Quem leu VIREI PERSONAL SEXY DA GORDINHA GOSTOSA, viu o drama, o resgate e a transformação que ela promoveu a si mesma depois de um casamento frustrado por vários vícios que seu ex de recusara a sacrificar em prol da felicidade conjugal. Uma pena, pois agora, pessoal, eu estava sendo não um Personal Trainer simplesmente. Estava assistindo a ressureição de uma auto-estima totalmente abalada, fragmentada. Quem passou por isso sabe o que estou querendo dizer.
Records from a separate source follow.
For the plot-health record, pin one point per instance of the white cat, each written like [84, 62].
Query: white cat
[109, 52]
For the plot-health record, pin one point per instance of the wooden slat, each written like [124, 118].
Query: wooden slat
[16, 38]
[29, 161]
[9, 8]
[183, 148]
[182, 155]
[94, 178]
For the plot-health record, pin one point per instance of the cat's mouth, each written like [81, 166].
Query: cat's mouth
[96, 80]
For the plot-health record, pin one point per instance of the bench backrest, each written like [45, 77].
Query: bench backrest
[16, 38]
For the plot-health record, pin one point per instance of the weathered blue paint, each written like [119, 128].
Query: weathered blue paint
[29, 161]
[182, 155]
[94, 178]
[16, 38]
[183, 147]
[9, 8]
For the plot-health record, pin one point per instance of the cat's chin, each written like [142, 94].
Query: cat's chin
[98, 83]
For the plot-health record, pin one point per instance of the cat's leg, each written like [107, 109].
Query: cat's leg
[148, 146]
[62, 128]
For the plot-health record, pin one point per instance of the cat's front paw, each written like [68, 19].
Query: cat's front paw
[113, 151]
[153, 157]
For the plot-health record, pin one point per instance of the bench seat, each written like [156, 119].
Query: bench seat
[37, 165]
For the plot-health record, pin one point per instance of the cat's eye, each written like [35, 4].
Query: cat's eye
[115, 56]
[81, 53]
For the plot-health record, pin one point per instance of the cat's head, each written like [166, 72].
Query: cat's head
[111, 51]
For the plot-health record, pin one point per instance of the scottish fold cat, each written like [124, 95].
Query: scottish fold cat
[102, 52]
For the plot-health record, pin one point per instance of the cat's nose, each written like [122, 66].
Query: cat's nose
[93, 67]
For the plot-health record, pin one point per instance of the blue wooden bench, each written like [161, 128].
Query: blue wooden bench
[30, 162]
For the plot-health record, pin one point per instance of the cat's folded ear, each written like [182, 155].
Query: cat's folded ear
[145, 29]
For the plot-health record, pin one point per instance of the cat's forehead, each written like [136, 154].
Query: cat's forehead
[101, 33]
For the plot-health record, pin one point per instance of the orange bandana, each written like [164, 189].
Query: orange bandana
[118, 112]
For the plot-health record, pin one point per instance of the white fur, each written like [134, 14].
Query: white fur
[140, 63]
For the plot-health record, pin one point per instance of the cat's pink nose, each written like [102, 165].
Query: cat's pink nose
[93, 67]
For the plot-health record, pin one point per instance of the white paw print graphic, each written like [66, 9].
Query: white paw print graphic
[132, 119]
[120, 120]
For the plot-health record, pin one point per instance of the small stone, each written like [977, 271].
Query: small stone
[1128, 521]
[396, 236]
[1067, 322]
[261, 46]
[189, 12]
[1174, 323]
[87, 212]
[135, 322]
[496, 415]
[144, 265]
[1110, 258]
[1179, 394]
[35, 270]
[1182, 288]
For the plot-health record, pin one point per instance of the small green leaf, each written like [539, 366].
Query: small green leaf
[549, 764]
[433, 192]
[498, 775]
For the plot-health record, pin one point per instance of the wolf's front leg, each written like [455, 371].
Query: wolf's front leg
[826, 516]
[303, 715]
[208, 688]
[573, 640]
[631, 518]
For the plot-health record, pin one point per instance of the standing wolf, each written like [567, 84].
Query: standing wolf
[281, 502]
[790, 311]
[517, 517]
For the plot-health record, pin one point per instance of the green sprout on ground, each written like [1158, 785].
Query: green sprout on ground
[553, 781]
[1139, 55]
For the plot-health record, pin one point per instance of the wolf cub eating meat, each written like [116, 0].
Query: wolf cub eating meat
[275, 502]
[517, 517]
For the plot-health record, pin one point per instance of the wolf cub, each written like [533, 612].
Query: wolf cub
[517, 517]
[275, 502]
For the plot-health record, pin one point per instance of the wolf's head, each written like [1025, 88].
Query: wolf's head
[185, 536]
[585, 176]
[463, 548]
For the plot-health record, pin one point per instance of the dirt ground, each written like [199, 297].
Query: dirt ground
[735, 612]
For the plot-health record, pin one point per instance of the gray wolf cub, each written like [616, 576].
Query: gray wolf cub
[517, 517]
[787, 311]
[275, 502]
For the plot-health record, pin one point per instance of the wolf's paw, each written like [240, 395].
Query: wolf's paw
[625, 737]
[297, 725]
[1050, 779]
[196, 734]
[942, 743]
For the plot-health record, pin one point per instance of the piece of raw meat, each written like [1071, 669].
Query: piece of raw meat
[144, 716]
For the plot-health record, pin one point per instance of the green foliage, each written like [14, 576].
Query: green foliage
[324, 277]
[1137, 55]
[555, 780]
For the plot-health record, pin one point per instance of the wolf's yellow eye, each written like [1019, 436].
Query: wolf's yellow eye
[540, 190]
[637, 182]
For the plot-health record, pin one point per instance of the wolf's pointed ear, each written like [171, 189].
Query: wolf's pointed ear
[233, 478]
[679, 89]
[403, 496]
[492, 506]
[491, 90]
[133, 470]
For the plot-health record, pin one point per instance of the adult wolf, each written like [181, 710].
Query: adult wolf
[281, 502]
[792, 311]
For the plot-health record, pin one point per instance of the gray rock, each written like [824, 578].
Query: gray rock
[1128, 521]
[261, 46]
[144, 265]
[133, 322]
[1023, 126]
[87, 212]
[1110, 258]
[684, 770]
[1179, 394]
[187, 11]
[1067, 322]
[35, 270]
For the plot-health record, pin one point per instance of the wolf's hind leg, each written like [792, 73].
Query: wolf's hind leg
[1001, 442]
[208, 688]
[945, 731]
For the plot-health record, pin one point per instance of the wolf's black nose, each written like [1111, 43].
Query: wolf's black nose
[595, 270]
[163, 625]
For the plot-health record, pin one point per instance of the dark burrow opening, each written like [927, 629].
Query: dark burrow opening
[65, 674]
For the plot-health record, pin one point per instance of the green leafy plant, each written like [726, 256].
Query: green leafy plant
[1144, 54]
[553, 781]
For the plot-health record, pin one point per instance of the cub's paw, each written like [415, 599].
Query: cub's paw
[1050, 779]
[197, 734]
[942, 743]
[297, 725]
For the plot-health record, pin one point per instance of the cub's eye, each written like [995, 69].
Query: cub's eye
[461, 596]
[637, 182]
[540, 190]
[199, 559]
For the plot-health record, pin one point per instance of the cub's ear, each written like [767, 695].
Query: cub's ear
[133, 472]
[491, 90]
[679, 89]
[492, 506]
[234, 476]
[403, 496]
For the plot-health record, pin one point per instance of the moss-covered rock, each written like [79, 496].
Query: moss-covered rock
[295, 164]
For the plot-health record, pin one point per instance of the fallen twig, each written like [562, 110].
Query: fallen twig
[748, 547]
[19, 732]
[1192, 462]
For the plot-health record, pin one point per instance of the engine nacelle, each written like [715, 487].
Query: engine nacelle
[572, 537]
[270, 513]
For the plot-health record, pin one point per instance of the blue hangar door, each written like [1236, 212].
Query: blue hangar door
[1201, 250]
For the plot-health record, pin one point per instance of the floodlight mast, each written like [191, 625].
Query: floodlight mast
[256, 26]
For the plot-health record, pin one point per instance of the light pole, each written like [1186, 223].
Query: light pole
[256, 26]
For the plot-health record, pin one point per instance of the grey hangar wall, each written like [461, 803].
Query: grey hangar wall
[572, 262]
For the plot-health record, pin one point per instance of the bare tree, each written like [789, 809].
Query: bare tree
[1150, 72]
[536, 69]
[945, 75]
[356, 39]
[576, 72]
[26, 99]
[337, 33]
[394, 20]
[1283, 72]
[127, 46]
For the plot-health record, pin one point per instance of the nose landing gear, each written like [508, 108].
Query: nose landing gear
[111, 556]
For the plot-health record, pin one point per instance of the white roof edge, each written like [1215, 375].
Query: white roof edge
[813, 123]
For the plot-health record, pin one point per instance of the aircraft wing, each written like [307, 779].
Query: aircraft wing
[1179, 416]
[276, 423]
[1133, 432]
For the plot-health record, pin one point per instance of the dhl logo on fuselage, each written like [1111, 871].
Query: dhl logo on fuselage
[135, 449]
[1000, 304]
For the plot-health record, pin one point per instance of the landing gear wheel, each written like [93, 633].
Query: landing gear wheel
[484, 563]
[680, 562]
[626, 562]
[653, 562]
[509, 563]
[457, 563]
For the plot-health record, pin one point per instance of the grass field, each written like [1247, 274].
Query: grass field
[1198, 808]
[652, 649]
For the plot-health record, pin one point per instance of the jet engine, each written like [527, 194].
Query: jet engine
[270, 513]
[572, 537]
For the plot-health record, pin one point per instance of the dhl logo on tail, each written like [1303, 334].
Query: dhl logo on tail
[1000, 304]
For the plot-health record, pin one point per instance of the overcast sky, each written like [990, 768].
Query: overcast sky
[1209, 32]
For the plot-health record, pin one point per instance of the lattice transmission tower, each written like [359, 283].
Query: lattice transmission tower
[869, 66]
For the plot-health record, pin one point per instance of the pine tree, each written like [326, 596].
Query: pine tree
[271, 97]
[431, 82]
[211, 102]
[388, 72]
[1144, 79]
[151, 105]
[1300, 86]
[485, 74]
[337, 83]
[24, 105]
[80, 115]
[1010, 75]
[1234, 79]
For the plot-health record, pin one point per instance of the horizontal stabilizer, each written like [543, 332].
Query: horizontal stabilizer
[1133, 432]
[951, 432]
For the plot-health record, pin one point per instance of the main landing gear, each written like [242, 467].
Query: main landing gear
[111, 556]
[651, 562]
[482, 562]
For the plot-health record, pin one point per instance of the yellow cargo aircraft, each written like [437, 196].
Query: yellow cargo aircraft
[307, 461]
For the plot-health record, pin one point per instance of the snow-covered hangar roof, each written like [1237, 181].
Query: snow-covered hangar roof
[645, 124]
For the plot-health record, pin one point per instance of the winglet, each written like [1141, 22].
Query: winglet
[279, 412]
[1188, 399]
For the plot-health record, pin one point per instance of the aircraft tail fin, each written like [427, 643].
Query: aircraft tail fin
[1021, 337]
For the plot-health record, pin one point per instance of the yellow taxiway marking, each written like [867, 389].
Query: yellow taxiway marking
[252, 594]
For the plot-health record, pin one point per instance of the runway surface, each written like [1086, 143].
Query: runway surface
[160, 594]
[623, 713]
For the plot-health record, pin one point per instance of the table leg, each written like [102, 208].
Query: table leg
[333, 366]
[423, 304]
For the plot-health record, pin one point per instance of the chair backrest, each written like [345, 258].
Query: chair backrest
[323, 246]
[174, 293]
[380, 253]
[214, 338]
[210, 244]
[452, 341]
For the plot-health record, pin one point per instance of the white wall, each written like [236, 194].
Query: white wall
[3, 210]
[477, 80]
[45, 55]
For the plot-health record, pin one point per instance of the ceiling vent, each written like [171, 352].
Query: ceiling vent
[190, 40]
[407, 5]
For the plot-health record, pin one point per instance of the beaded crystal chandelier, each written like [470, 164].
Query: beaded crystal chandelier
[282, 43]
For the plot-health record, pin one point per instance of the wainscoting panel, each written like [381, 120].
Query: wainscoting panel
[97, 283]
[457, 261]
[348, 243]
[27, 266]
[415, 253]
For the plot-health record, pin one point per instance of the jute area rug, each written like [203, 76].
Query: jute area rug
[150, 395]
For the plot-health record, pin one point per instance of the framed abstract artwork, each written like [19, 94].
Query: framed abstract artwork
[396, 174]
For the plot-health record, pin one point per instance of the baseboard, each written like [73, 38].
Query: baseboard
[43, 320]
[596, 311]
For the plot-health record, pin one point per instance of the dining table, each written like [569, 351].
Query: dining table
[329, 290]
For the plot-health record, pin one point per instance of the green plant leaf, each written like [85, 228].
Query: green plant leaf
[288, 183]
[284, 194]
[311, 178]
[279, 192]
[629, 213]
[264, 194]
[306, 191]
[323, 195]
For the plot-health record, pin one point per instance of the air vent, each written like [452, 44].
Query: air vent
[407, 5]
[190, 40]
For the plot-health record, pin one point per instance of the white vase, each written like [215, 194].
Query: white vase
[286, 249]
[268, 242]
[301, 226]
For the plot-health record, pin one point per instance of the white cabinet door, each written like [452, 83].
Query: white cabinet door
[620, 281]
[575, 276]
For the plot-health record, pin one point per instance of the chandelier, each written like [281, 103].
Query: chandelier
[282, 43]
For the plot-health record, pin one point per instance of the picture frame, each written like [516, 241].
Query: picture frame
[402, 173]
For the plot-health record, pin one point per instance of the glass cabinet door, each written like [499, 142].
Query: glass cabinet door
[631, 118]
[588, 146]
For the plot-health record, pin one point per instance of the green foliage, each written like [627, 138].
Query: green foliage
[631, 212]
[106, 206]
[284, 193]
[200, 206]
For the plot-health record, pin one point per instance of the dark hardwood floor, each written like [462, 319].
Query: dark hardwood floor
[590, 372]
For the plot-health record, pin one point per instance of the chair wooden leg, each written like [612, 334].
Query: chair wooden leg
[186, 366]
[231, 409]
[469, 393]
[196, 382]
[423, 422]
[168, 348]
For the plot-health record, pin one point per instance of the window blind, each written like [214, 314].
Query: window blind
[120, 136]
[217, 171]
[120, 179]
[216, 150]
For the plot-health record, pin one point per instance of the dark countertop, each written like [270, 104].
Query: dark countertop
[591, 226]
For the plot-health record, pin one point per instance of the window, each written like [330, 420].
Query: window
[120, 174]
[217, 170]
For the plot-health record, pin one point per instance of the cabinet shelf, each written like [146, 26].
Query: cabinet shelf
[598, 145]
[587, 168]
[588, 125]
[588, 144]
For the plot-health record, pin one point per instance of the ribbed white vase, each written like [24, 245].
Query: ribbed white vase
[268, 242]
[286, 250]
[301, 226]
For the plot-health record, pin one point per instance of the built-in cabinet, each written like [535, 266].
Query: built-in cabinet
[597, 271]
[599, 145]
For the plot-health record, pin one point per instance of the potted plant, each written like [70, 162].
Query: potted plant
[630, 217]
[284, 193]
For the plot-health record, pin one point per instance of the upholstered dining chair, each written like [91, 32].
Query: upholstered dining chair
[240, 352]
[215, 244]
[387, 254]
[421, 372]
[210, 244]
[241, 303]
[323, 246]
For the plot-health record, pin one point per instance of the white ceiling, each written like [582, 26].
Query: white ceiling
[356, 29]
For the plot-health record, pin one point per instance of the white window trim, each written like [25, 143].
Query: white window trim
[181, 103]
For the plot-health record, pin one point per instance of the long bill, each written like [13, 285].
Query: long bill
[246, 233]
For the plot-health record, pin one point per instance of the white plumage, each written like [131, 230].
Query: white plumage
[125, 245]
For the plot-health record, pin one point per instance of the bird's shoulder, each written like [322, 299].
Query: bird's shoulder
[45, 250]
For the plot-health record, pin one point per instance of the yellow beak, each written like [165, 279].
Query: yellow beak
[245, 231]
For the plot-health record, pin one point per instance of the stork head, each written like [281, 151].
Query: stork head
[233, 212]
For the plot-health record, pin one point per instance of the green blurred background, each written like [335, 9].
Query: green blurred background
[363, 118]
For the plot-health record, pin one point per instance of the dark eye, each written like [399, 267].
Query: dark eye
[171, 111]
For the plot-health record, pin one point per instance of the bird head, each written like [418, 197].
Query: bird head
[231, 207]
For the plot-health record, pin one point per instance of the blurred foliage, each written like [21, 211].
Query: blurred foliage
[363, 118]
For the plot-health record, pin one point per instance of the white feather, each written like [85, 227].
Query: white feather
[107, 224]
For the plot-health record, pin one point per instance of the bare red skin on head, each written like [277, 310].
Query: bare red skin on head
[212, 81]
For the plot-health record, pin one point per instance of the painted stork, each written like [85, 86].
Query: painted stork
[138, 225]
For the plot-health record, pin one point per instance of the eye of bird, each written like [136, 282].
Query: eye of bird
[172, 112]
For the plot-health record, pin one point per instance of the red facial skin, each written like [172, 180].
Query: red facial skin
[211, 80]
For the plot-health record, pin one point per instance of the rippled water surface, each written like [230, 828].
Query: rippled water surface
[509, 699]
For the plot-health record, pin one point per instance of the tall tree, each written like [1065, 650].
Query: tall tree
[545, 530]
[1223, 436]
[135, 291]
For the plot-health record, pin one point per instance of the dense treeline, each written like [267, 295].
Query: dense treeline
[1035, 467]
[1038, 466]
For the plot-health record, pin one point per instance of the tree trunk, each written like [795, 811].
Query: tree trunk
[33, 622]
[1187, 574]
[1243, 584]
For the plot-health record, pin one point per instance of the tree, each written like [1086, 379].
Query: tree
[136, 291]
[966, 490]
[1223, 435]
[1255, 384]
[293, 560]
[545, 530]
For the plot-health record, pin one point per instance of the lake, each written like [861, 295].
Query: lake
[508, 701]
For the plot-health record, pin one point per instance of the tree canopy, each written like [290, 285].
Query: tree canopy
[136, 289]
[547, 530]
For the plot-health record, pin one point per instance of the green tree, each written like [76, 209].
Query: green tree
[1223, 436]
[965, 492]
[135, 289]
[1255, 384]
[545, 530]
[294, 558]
Claro que a mudança ocorrida nela gerou ódio no ex, que ligava para ela ameaçando-a com palavras muito agressivas, dizia para ela que não iria arrumar ninguém estando gorda do jeito que estava, que na cama não havia homem tão bom quanto ele...

Vivi seguiu tocando sua vida sabendo que ele não haveria mais de fazer mal, e levou a Polícia a queixa contra o marido, que a partir de então ficou proibido de se aproximar dela.

E eu!? Bom, não quero levar nenhum crédito por isso, a não ser que eu tava comendo uma mulher deliciosa.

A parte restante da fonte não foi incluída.